UNK students Sadie Brandt, left, and Jayme Gomez, both of Kearney, slept outside in cardboard boxes Friday as part of Chi Sigma Iota’s “A Night Without a Home,” which raises awareness about homelessness.

KEARNEY – As the north wind howled and the temperature plunged, it became clear this would be a long, uncomfortable night.

The small group gathered near the Bell Tower on the University of Nebraska at Kearney campus scrambled to set up its shelters before the conditions worsened. They used nearby Copeland Hall to block the strong wind gusts and stuffed cardboard boxes with blankets and sleeping bags to insulate themselves from the chilly air.

Mother Nature’s quick transition from fall to winter ensured this would be a powerful experience.

UNK students and faculty were joined by community members Friday evening for “A Night Without a Home,” a project organized by Chi Sigma Iota to shine a light on homelessness by challenging people to spend just one night in the elements.

“Homelessness is everywhere.
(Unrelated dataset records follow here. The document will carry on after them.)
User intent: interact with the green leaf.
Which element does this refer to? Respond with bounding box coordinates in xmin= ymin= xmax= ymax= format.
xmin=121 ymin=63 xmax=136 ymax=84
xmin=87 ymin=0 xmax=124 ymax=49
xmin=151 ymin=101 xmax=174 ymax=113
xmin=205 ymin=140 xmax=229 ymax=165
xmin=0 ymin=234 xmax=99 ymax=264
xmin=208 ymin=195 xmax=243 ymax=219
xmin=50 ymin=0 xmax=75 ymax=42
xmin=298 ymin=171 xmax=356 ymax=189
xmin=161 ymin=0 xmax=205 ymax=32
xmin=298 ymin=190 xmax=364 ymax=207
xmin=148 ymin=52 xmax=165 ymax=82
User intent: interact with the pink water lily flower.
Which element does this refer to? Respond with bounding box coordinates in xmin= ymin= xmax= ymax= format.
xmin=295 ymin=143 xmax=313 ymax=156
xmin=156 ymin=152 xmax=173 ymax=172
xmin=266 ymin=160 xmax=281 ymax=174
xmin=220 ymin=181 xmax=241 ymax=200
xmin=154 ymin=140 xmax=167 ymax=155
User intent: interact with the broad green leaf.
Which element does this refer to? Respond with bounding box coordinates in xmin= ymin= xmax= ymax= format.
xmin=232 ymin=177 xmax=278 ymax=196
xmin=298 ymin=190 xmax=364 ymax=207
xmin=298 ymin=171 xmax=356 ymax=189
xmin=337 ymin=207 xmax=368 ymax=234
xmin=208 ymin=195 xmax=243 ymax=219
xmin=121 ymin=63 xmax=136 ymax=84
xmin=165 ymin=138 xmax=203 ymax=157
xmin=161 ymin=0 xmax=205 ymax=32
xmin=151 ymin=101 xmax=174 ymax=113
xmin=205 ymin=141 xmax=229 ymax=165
If you think you only see it or it only happens in larger cities, you’re mistaken. It does happen here in central Nebraska,” said Doug Tillman, an associate professor in UNK’s Department of Counseling and School Psychology and faculty adviser for Chi Sigma Iota, an honor society for counseling students.

The advocacy project aims to raise awareness of the issue and let people know how they can help those in need.

Chi Sigma Iota President Jacob Sandman said the effort means a lot to him.

Although homelessness wasn’t a common concern for people in his hometown of Curtis, Sandman said the time he spent in Chicago after earning a bachelor’s degree at UNK “really opened my eyes.”

“I saw a lot of homelessness there and it really affected me,” he said.

Now a second-year graduate student at UNK working on a master’s degree in clinical mental health counseling, Sandman wanted to resurrect “A Night Without a Home” to get more people thinking about the issue.

“It’s a problem that does exist here in Nebraska and rural communities, but I think it’s one that goes unseen for the most part,” he said.

There are also misconceptions that all homeless people are criminals or drug addicts, he said.

“That’s not always the case,” Sandman said. “There are a number of reasons for homelessness,” including health issues and domestic violence.

Kearney Housing Agency Executive Director Carrie Hardage and six staff members showed their support by spending the night in a cluster of cardboard boxes arranged near Copeland Hall.

Hardage said that image may not be as visible in Kearney, but there are people living in their vehicles or constantly looking for a couch to crash on.

“We see homeless folks come in every day,” said Hardage, whose agency owns or manages nearly 500 income-based rental units in Buffalo and Kearney counties.

Chi Sigma Iota, which hosted “A Night Without a Home” for the first time in 2013, will present the project in late March during the American Counseling Association’s annual conference and expo in New Orleans.

Tillman hopes the experience resonates with people from all areas.

“Although it’s a night for these folks, it’s every day for a lot of other people,” he said.